三願転入の文は親鸞聖人の体験文であり、親鸞聖人が万人共通の道として教えられた

と高森顕徹会長は説明しています。ここに疑問を持たないと、思考力が心配です。
なぜなら、他の体験文は万人共通ではないが、三願転入の文だけは万人共通だとする意味が判りません。親鸞聖人が、三願転入の文だけは万人共通の体験だ、と仰っているなら別ですが、そのようなお言葉は全くありません。
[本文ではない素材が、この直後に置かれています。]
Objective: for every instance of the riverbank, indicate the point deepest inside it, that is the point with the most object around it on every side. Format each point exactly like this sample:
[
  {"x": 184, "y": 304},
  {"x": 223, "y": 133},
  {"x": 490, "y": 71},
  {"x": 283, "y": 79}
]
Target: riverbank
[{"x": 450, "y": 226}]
親鸞聖人は七高僧の体験についても仰っているところがあります。
龍樹菩薩については『正信偈』で、

大乗無上の法を宣説し、歓喜地を証して安楽に生ぜん

とあるのは、会員でも知っているでしょう。
また『教行信証』真仏土巻に『讃阿弥陀仏偈』を引かれて

尊語を伏承して歓喜地にして、阿弥陀に帰して安楽に生ぜしむ。

(現代語訳)

釈尊のお言葉を承り、歓喜地の位にあって、阿弥陀仏に帰依して浄土に往生された。

と仰っています。
龍樹菩薩は、聖道門で歓喜地を証されて後に阿弥陀仏に帰依された体験をなされている、と親鸞聖人が仰っています。『高僧和讃』にも同様のことを仰っていますから、親鸞聖人は龍樹菩薩の体験を殊更強調されています。一箇所しか書かれていない三願転入の文よりも重要だと親鸞聖人は見做されているのは明らかです。

曇鸞大師についてはやはり『正信偈』

三蔵流支、浄教を授けしかば、仙経を焚焼して楽邦に帰したまひき。

とありますし、『高僧和讃』にも、

本師曇鸞和尚は
 菩提流支のをしへにて
 仙経ながくやきすてて
 浄土にふかく帰せしめき

と仰っています。
曇鸞大師は道教から浄土教に入られた、と親鸞聖人が曇鸞大師の体験を繰り返し仰っていますので、これも一箇所にしか書かれていない三願転入の文よりも重要な位置にあるのは、言うまでもありません。
龍樹菩薩と曇鸞大師の体験については、親鸞聖人が一字一涙の思いで書かれたと高森会長が説明している『正信偈』にあるくらいですから、当然な結論です。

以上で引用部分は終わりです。